In my column of June 25, I observed that, in the first decade of the 20th century, two very different practices had become commonplace in Mississippi. White protestant churches would sing a popular hymn of the day, “Open my eyes that I may see glimpses of truth thou hast for me,” and white Mississippians would lynch some 350 Black Mississippians between 1890 and 1910.
In a way, it is not surprising. We humans are awfully good at compartmentalizing our actions. All of us are probably doing it right now in some form or fashion. Since all of us live in glass houses, throwing stones is out of the question. But it can be helpful to try to understand this routine habit of mind and how it works.
Since the football season is kicking off – kind of – here is an example we can all relate to. It concerns the November 1951 game between Princeton and Dartmouth. It was the subject of a case study published in the Journal of Abnormal and Social Psychology in 1954.
The ironic title of the study was “They Saw a Game,” but of course, they, the fans of Princeton and Dartmouth, did not see one game but two. In a survey of students a week after the game, 69 percent of Princeton students saw the game as “rough and dirty” against only 24 percent of Dartmouth students. Nearly 90 percent of Princeton students saw Dartmouth as the team that started the rough play, but less than 40 percent of Dartmouth students agreed.
You can see where this is going. You’ve probably seen such a game. The authors of the study, psychologists Albert Hastorf and Hadley Cantril, concluded: “… the data here indicate that there is no such ‘thing’ as a ‘game’ existing ‘out there’ in its own right which people merely ‘observe.’ The ‘thing’ simply is not the same for different people whether the ‘thing’ is a football game, a presidential candidate, Communism, or spinach. We behave according to what we bring to the occasion.”
“We behave according to what we bring to the occasion.” Here lies the beginning of wisdom for us today when it comes to understanding each other’s differences. Looking back to 1910, what did those worshippers take with them into their services where they sang, “Open my eyes that I may see?” And what about those lynch mobs? What did they take with them into their vigilante killings?
Unlike the Princeton and Dartmouth fans, the worshippers and the vigilantes saw one game, not two; they saw the same game: maintain the social order and punish those who challenge it. That’s what each group, in its own way, brought to their respective occasions. It was their shared understanding. There was no need to talk about it.

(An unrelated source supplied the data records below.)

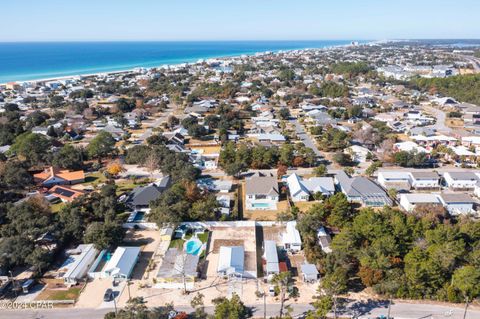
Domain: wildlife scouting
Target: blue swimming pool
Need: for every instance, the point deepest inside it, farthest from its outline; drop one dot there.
(193, 246)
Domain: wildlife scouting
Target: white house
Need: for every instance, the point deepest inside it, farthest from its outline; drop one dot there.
(291, 239)
(359, 153)
(460, 180)
(410, 146)
(323, 185)
(83, 258)
(122, 262)
(261, 192)
(425, 180)
(298, 192)
(458, 203)
(301, 190)
(324, 240)
(270, 256)
(231, 260)
(409, 201)
(309, 273)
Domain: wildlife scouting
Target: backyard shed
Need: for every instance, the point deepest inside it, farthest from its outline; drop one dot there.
(271, 258)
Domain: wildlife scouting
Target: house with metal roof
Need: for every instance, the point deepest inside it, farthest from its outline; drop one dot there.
(410, 201)
(141, 196)
(458, 203)
(461, 181)
(291, 239)
(178, 270)
(324, 240)
(270, 257)
(301, 190)
(231, 261)
(83, 257)
(54, 176)
(425, 180)
(261, 192)
(309, 273)
(361, 190)
(121, 264)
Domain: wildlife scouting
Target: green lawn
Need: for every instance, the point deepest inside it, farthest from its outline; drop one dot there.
(95, 178)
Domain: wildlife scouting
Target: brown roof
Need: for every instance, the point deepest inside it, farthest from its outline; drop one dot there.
(66, 193)
(63, 174)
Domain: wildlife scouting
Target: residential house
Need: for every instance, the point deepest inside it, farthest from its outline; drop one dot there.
(425, 180)
(309, 273)
(461, 181)
(64, 193)
(359, 153)
(231, 261)
(141, 196)
(324, 240)
(270, 258)
(120, 265)
(458, 203)
(301, 190)
(362, 190)
(410, 201)
(79, 261)
(53, 176)
(177, 271)
(261, 192)
(291, 239)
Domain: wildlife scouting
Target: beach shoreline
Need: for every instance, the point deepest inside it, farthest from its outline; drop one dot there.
(192, 61)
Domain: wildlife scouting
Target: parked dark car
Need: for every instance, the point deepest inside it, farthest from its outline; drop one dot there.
(108, 296)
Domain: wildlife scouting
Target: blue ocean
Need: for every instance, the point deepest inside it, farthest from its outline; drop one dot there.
(21, 61)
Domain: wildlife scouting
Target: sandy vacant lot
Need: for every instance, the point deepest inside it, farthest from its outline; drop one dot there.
(231, 236)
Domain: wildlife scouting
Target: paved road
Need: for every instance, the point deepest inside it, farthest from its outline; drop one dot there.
(364, 310)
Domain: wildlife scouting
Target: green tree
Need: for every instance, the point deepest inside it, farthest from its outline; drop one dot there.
(333, 284)
(101, 145)
(320, 170)
(14, 176)
(230, 308)
(69, 157)
(322, 306)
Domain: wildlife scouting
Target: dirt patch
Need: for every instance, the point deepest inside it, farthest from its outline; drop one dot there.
(227, 243)
(273, 233)
(55, 289)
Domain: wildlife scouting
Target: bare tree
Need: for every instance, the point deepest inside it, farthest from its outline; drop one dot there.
(151, 163)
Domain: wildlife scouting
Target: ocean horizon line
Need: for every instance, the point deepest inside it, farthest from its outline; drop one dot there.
(40, 61)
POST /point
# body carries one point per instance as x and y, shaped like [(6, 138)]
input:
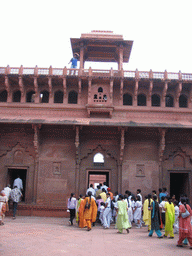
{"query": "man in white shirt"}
[(18, 183), (161, 206), (107, 212), (104, 186), (7, 190), (91, 189)]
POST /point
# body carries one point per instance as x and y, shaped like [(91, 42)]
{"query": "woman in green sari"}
[(169, 218), (122, 215)]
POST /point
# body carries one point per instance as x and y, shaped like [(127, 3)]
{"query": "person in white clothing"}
[(92, 190), (71, 205), (137, 212), (7, 190), (107, 212), (18, 183), (176, 223), (102, 208), (104, 186)]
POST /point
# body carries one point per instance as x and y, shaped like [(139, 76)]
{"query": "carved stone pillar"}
[(121, 93), (120, 61), (79, 94), (77, 160), (36, 128), (8, 89), (178, 93), (149, 102), (164, 94), (111, 90), (65, 90), (89, 89), (22, 89), (50, 90), (81, 56), (162, 132), (135, 92), (36, 90)]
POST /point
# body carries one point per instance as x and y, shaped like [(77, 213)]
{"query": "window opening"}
[(30, 97), (44, 97), (169, 101), (3, 96), (183, 101), (100, 89), (155, 100), (127, 99), (72, 98), (58, 97), (141, 100)]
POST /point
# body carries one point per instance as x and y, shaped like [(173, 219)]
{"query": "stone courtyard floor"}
[(39, 236)]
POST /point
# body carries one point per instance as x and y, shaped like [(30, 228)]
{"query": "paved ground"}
[(37, 236)]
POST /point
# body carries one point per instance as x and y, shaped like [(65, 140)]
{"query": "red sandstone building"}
[(54, 122)]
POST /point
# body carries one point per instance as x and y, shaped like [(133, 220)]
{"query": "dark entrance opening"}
[(96, 177), (179, 184), (12, 175)]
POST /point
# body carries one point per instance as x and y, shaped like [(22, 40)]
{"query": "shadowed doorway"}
[(12, 175), (179, 184), (96, 177)]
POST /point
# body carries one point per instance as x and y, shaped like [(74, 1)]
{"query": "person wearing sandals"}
[(122, 215), (71, 205), (155, 218), (185, 228), (169, 218)]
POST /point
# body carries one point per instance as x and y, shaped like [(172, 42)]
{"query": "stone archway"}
[(87, 165)]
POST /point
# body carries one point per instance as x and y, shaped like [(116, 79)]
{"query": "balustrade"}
[(96, 73)]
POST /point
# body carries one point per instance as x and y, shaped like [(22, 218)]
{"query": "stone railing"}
[(127, 74)]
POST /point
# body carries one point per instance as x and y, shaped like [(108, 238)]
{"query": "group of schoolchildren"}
[(157, 212)]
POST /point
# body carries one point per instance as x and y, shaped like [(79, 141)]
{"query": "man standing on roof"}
[(74, 60)]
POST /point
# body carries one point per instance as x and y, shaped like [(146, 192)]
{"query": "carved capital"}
[(21, 86), (162, 132), (36, 128), (122, 144), (50, 85), (178, 92), (7, 85)]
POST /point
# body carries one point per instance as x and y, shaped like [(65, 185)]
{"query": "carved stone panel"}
[(140, 170), (57, 168)]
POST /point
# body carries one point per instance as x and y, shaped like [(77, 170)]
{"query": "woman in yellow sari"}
[(147, 211), (88, 211), (169, 218)]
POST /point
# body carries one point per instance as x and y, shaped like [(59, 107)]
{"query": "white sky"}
[(38, 32)]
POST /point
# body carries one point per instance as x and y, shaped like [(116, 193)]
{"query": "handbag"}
[(185, 214)]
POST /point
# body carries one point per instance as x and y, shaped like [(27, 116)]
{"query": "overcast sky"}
[(38, 32)]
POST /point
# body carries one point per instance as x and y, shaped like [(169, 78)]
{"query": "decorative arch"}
[(58, 97), (44, 96), (183, 101), (17, 96), (155, 100), (30, 96), (169, 101), (98, 158), (141, 100), (72, 97), (3, 96), (127, 99)]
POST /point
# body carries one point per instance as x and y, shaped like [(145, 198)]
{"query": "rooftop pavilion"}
[(102, 46)]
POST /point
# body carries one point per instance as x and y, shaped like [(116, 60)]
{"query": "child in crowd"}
[(137, 212), (102, 208), (176, 223)]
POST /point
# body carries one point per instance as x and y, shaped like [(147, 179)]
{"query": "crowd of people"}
[(159, 212), (8, 194)]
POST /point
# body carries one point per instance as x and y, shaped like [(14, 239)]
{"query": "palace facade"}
[(62, 129)]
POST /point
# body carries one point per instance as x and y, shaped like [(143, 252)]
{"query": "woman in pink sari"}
[(185, 228)]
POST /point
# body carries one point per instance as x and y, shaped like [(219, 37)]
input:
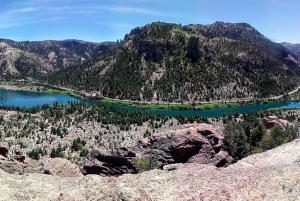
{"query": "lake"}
[(29, 99)]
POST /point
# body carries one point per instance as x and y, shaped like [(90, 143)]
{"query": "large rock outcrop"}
[(4, 148), (155, 50), (272, 175), (193, 143), (61, 167)]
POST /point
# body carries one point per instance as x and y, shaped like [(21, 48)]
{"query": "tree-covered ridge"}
[(38, 58), (174, 63)]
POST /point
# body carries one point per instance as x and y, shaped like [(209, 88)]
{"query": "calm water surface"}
[(29, 99)]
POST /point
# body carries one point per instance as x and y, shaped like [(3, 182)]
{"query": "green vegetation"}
[(194, 64), (249, 136)]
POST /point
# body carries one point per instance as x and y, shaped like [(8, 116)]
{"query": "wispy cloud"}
[(136, 10), (24, 10)]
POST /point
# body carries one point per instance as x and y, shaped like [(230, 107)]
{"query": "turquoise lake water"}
[(29, 99)]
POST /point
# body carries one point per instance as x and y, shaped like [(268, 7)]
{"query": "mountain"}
[(174, 63), (295, 48), (21, 59)]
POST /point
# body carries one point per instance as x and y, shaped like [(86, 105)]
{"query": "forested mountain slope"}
[(295, 48), (37, 58), (170, 62)]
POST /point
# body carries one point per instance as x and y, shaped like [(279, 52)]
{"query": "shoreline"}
[(218, 104)]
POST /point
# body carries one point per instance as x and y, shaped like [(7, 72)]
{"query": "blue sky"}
[(109, 20)]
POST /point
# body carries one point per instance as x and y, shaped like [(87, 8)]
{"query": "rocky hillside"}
[(272, 175), (174, 63), (22, 59), (295, 48)]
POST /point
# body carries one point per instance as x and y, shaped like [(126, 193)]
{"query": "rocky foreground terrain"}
[(272, 175), (194, 173)]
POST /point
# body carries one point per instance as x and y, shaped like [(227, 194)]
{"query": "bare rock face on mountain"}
[(271, 121), (272, 175), (15, 167), (61, 167), (4, 147), (193, 143)]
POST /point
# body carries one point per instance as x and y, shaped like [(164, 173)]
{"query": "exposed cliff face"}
[(272, 175), (42, 57), (155, 50), (193, 143), (194, 63)]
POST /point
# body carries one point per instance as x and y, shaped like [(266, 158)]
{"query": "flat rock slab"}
[(272, 175)]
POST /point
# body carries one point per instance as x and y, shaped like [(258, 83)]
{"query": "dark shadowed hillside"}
[(295, 48), (37, 58), (169, 62)]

Over a century has passed, however, and those two views, of community life on the one hand and Christianity on the other, no longer live in harmony. It is out of fashion to justify white supremacy with Biblical passages and domestic terrorist tactics such as lynchings.
Today, the irony is clear – the irony of a faith tradition modeled on the life of Jesus of Nazareth claiming also to support chattel slavery and Jim Crow apartheid. The shared understanding of a hundred years ago has been shredded. Eyes have been opened, as the hymn says. Now it is actually possible to explore “what we bring to the occasion” as we struggle to converse across racial, political and religious boundaries.
Silence is easy (and so is shouting), but learning “what we bring to the occasion,” when we’re talking across those guarded boundaries, is not easy. But it’s a good place to start. After all, too many people being satisfied with silence is what got us where we are today.
Dick Conville is a longtime resident of Hattiesburg and a retired college professor.